Tea Ceremony (2).png Tea Ceremony (3)
Eriko is an associate professor in the faculty of International Politics, Economics, and Communication at Aoyama Gakuin University. She is the vice president of SIETAR Japan. She graduated from Claremont Graduate University & San Diego State University, with a Ph.D. in Education.

Eriko has practiced Urasenke style tea ceremony since she was 10 years old in Tokyo. She introduced and demonstrated tea ceremony at San Diego State University and in various other locations in San Diego. She has a professional license from the Urasenke Tea School.

Manami is a professor at Tokyo Future University where she teaches intercultural communication. Manami has an Ed.D. from University of San Francisco in International and Multicultural Education. She is currently the newsletter editor for SIETAR Japan.

   Manami has studied Omotesenke style tea ceremony over 30 years and has a professional license from the Omotesenke Tea School.



Mini Japanese Tea Ceremony


During this session, you will learn about Japanese culture through the world of tea ceremonies with Manami and Eriko, who are both licensed tea ceremony instructors. You will have a chance to be part of a mini-tea ceremony in which you can taste freshly prepared matcha (green tea) and Japanese sweets, and learn about the customs and beliefs that govern the tea ceremony.

Fee: 500 yen (includes tea & sweets)

Language: English

Limit: 10 people

Time: 30 minutes


Bio: Shoko Araki


Shoko Araki is a Professor of Liberal Arts at J.F. Oberlin University. She earned an MA in Intercultural Communication at the graduate school of San Francisco State University.  She was a visiting researcher at Stanford University, and worked as a cross-cultural trainer at the Intercultural Relational Institute while she was in the US. After she returned to Japan, she engaged in international broadcasting at NHK and worked as a facilitator for several foreign-affiliated companies and Japanese corporations for their cross-cultural communication training.
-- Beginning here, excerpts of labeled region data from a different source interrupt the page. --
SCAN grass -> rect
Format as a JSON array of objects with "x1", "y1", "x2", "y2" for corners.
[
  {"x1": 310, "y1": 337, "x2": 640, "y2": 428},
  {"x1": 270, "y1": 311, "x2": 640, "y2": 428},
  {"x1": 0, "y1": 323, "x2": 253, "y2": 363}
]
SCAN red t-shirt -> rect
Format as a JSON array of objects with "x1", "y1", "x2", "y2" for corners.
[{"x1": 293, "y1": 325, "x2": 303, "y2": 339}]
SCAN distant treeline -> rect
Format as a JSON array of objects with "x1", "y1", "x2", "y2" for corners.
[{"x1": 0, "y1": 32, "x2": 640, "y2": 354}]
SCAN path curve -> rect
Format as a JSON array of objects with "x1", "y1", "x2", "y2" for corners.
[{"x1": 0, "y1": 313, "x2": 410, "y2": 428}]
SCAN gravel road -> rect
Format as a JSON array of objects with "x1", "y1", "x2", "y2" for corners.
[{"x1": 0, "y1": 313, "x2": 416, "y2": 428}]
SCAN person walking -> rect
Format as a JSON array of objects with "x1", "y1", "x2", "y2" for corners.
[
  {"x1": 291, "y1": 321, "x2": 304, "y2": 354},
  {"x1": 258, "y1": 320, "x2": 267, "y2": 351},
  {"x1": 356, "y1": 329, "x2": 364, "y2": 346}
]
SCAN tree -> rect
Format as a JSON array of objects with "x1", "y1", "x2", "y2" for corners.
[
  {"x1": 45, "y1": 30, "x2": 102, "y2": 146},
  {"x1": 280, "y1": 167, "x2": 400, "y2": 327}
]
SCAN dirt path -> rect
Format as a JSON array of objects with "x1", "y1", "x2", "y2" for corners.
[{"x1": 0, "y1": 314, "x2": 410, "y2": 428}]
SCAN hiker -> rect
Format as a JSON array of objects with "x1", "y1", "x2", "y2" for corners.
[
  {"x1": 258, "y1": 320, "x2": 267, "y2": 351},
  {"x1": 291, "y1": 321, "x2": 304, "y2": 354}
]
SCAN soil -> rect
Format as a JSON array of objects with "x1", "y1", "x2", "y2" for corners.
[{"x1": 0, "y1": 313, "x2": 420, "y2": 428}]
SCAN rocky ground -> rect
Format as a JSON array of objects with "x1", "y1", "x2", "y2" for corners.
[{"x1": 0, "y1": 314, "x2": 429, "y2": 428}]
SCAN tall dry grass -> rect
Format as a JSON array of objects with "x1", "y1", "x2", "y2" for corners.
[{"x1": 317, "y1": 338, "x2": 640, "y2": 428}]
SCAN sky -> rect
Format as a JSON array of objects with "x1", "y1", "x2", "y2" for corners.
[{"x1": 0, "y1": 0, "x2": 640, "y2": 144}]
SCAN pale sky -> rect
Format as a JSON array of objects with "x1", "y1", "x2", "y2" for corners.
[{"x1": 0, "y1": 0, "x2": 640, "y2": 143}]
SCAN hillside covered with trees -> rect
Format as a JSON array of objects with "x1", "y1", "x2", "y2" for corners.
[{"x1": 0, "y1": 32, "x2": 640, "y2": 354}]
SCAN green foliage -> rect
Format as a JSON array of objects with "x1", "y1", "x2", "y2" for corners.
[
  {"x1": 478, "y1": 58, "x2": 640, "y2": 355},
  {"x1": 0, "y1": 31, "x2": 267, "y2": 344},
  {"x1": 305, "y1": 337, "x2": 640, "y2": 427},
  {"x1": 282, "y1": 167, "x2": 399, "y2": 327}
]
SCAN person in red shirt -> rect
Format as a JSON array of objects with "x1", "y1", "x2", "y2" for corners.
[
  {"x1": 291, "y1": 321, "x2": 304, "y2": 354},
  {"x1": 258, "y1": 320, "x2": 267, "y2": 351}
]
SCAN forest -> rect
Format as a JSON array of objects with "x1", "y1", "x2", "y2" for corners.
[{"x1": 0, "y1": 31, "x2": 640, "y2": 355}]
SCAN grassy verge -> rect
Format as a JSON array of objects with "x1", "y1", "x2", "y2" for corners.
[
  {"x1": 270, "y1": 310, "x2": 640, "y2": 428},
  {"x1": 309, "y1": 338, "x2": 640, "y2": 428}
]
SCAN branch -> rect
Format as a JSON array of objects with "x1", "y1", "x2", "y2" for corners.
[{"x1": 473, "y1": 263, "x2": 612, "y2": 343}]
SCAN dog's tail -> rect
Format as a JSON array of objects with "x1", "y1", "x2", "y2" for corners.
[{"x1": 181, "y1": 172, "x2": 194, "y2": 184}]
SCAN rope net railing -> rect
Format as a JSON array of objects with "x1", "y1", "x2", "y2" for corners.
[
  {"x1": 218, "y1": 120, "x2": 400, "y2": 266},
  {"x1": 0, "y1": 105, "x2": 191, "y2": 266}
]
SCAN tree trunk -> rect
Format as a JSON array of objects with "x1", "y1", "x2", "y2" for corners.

She is the co-founder of SIETAR Japan and received a special prize from SIETAR International for her distinguished service in intercultural training. She has been teaching at J.F. Oberlin University since 1990. Her authored works include “Jibun wo Ikasu communication ryoku ,” “ Tsutawaru speech A to Z,” “ Jiko hyogen ryoku no kyoushitsu,” and “ Ibunka communication work book.”

Invited Workshop: Yukata Experience


Professor Shoko Araki, one of the founding members of SIETAR Japan, will dress you up in a yukata from her private collection. The yukata, which is the summer version of the kimono, ranges from the casual type worn after soaking in a bath to colorful ones worn at festivals and fireworks. Watch and marvel as Professor Araki skillfully dresses you up in a yukata and obi, and does your hair up to match the yukata. Feel free to take as many photos as you like!

Materials: Free

Language: English

Timing: About 10 minutes per person. She will dress you up on a first come first served basis.